These are the key concepts you need to understand to accurately answer the question.

Inverse Trigonometric Functions
Inverse trigonometric functions are crucial when working backwards from a trigonometric value to its corresponding angle. These functions allow us to determine the angle that results in a given trigonometric ratio.
  • Each trigonometric function, such as sine, cosine, and tangent, has an inverse: arcsin, arccos, and arctan, respectively.
  • The range of these functions is restricted to provide a unique output. For example, the range of \(\arccos(x)\) is from 0 to \(\pi\), covering angles from the first and second quadrants.
When solving problems like \( \tan(\arccos(-\frac{1}{2})) \), understanding this restricted range allows us to determine the specific angle (i.e., the second quadrant here). This helps deduce the sine and tangent of the angle, as needed for calculating exact trigonometric values.
Tangent Function
The tangent function, a fundamental trigonometric function, is defined as the ratio of the sine to the cosine of an angle.
  • Mathematically, this is expressed as \( \tan(\theta) = \frac{\sin(\theta)}{\cos(\theta)} \).
  • The values of the tangent function can range from \(-\infty\) to \(+\infty\).
When evaluating \( \tan(\arccos(-\frac{1}{2})) \), we use the known values of sine and cosine for the angle derived from the arcsine function.

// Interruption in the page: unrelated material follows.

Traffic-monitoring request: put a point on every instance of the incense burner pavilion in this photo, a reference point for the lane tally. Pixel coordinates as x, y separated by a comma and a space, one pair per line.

Knowing \( \tan(\theta) \)'s formula helps us find the precise value of tangent once sine and cosine are determined.
For instance, with \( \cos(\theta) = -\frac{1}{2} \) and \( \sin(\theta) = \frac{\sqrt{3}}{2} \), tangent becomes \( \tan(\theta) = \frac{\frac{\sqrt{3}}{2}}{-\frac{1}{2}} = -\sqrt{3} \).
Unit Circle
The unit circle is an invaluable tool in trigonometry, providing a simple way to understand the relationships among different trigonometric functions and their corresponding angles.
  • It is a circle with a radius of 1, centered at the origin of a coordinate system.
  • Angles on the unit circle are measured in radians, and important points can easily be associated with angles of 0, \(\frac{\pi}{2}\), \(\pi\), \(\frac{3\pi}{2}\), and so on.
On this circle, the x-coordinate represents the cosine value, while the y-coordinate represents the sine value of an angle. For example, an angle in the second quadrant with \(\cos(\theta) = -\frac{1}{2}\) corresponds to the point \((-\frac{1}{2}, \frac{\sqrt{3}}{2})\) on the unit circle, reflecting the fact that \(\sin(\theta)\) for this angle is \(\frac{\sqrt{3}}{2}\). Working with the unit circle simplifies the process of finding and verifying trigonometric values.
Quadrants
In trigonometry, understanding the four quadrants of the coordinate system is essential for determining the signs and values of trigonometric functions.
  • The first quadrant includes angles from 0 to \(\frac{\pi}{2}\), where both sine and cosine are positive.
  • The second quadrant spans from \(\frac{\pi}{2}\) to \(\pi\), where sine is positive, but cosine is negative, as used in this exercise.
  • The third quadrant (\(\pi\) to \(\frac{3\pi}{2}\)) features both sine and cosine as negative.
  • In the fourth quadrant (\(\frac{3\pi}{2}\) to 2\(\pi\)), sine is negative while cosine is positive.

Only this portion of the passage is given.